Figures A, B, and C below illustrate the general features of the Galaxy. Our Sun is located very much toward the edge or rim of the galactic disk, rather than toward the center. Keep in mind that we are embedded deep within the plane of the galaxy and that there are countless stars above and below us as well as toward the center and rim of the galactic disk. However, by far the greatest concentration of light and stellar matter appears to us in the direction of the Galactic Center and Anti-Center, as we look through or along the actual plane of the galaxy. If we look (from the Earth) in the direction of the North or South Pole of the Galaxy, we are not peering through the countless stars concentrated in the disk, but rather through a relatively thin sheet of stars between us and the intergalactic void beyond.

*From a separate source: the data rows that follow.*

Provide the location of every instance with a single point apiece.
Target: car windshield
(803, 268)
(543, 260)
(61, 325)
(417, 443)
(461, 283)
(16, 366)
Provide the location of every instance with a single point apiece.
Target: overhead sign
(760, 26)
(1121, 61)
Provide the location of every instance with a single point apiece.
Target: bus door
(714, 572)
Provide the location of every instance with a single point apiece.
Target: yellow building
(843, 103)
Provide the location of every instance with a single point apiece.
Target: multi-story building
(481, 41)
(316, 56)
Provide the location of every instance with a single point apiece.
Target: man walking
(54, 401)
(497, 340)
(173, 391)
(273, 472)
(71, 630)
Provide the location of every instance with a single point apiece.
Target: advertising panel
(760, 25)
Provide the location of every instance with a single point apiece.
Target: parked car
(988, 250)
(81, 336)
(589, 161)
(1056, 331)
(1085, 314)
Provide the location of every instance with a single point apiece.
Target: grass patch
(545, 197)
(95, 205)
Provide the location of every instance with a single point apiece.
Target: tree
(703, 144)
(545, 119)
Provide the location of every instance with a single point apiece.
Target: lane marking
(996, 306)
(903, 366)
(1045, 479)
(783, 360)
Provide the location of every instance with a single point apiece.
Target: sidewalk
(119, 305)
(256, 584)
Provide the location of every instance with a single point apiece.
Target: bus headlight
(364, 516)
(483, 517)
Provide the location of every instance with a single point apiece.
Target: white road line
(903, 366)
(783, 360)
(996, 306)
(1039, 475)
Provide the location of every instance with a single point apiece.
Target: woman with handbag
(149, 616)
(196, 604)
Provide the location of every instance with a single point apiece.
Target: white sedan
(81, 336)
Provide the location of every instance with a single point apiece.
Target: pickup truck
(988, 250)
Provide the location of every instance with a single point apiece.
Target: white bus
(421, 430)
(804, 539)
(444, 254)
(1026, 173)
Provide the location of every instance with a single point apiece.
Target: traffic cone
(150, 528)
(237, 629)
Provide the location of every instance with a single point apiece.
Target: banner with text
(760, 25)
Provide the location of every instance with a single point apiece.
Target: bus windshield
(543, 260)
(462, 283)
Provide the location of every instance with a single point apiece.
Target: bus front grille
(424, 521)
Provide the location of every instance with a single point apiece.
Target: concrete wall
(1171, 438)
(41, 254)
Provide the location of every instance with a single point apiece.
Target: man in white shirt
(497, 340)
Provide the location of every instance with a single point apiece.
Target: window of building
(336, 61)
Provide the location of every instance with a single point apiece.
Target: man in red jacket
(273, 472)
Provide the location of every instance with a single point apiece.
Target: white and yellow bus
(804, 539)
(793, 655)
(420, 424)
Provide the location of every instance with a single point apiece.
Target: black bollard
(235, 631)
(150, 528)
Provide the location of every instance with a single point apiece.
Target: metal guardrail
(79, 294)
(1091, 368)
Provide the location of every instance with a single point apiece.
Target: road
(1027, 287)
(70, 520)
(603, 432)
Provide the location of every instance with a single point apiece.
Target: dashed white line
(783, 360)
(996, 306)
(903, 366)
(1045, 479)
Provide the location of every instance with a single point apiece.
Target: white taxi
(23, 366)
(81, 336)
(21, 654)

Because we are situated so far out on the galactic disc, there is also a great difference in what we see when we look toward the Center as opposed to the Anti-Center of our galaxy. There is much less material between us and the rim or edge of the galactic plane than there is toward the galactic center. When we gaze toward the galactic center (GC), we receive the combined light from all the stars between us and that center as well as the light stemming from the stars in the galactic disc beyond the center. In fact, as we look into the GC, we receive light (at once) that has been travelling to reach us for very different periods of time.
Keep in mind that although it takes some 9 minutes for light to reach us from the Sun, it takes a period of around four years for us to receive light from even the nearest of stars. When we consider what we see as we gaze toward the GC, it becomes difficult to comprehend. We are looking at starlight that may have been travelling to reach us for 50-70,000 years! In other words we are looking at stars as they were a long, long time ago. We are looking into the past at the universe then. Who knows if these stars even exist now and, if so, what kind of light they give off today. We will not know for another 50,000 years of so. The stars in the anti-center direction are not so distant from us and we have a more up-to-date idea of how the galaxy is when we look in this direction.